Estimating average effects in regression discontinuities with covariate interactions

2016-01-27

Regression discontinuity designs (RDDs) are now a widely used tool for program evaluation in economics and many other fields. RDDs occur in situations where some treatment/program of interest is assigned on the basis of a numerical score (called the running variable), all units scoring above a certain threshold receiving treatment and all units scoring at or below the threshold having treatment withheld (or vice versa, with treatment assigned to units scoring below the threshold). This mechanism provides a way to identify the marginal average treatment effect (MATE): the average effect of treatment assignment for units on the cusp of the threshold.

RDDs are appealing for a couple of reasons. First and foremost, RDD-like mechanism occurs all over the place, since providing treatment on the basis of a numerical measure of need/eligibility is a natural way to allocate resources. Furthermore, analysis of the designs is straight-forward, as it involves nothing more complicated than a linear regression model, estimated using (weighted or un-weighted) least squares, and which can be represented graphically using a simple scatterplot.

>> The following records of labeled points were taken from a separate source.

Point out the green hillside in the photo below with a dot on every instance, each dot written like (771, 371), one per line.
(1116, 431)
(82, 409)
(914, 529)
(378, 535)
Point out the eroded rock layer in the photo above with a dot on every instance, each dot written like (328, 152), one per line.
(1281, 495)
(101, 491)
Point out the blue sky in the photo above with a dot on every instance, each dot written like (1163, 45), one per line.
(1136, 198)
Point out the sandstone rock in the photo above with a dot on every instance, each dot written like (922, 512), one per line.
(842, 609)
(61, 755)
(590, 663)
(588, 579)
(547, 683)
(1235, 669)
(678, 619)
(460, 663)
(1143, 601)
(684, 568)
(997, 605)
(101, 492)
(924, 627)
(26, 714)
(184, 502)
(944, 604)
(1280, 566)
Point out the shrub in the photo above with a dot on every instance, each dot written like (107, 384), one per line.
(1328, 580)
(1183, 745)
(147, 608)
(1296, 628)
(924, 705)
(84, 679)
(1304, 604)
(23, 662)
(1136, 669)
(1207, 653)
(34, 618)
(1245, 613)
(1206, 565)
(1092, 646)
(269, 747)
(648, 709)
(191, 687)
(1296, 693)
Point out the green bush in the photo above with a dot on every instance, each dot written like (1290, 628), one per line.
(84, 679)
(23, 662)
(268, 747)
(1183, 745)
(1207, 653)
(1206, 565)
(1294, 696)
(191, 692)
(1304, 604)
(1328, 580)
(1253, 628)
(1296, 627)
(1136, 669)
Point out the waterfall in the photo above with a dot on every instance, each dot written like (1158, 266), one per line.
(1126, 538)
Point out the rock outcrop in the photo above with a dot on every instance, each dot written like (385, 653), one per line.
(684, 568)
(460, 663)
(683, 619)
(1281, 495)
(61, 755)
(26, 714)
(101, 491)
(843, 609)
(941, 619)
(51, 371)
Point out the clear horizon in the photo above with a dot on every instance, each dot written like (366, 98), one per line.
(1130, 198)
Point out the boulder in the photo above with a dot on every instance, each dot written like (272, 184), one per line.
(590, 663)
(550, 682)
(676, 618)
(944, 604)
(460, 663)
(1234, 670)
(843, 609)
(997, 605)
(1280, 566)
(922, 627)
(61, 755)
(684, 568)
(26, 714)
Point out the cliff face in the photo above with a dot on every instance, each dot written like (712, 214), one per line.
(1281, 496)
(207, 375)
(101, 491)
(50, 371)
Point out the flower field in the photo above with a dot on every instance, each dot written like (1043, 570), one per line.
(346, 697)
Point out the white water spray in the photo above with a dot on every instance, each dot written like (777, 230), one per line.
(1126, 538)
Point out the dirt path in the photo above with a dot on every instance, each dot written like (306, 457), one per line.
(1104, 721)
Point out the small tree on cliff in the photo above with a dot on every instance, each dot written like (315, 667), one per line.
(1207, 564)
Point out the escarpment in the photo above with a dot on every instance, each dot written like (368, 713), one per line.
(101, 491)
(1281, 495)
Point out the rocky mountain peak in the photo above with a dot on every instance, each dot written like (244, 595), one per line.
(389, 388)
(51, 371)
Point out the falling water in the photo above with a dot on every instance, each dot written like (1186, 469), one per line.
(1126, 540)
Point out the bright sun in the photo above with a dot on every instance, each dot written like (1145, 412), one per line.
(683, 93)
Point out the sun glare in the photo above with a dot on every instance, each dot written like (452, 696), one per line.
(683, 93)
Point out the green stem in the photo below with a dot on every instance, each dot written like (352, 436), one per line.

Things get a little bit more complicated if you are trying to account for imperfect compliance with treatment assignment—as in the “fuzzy” RDD—but for the moment let me focus on “sharp” RDDs.

The simplest approach to estimating the MATE is to use a local linear regression in the neighborhood of the threshold, with the outcome regressed on the running variable, treatment indicator, and their interaction. However, in practice it is quite common to also include additional covariates in the local linear regression. If the covariates are also interacted with the treatment indicator, there is no longer a single regression coefficient corresponding to the treatment effect. In my last post, I suggested a “centering trick” for estimating the MATE based on a model that included covariate-by-treatment interactions. In this post, I’ll explain the reasoning behind this proposal.

G’day, MATE

I think it’s helpful to start by thinking about the definition of the MATE in non-parametric terms. Let \(R\) be the running variable, assumed to be centered at the threshold; \(T\) be an indicator for treatment assignment, with \(T = I(R > 0)\); and \(X\) be a covariate, which may be vector-valued. Denote the potential outcomes as \(Y^0\) (a unit’s outcome if not assigned to treatment) and \(Y^1\) (a unit’s outcome if assigned to treatment), so that the observed outcome is \(Y = Y^0 (1 - T) + Y^1 T\). Now consider the potential response surfaces

\[\begin{aligned}\mu_0(x, r) &= \text{E}\left(\left.Y^0 \right|X = x, R = r\right) \\ \mu_1(x, r) &= \text{E}\left(\left.Y^1 \right|X = x, R = r\right).\end{aligned}\]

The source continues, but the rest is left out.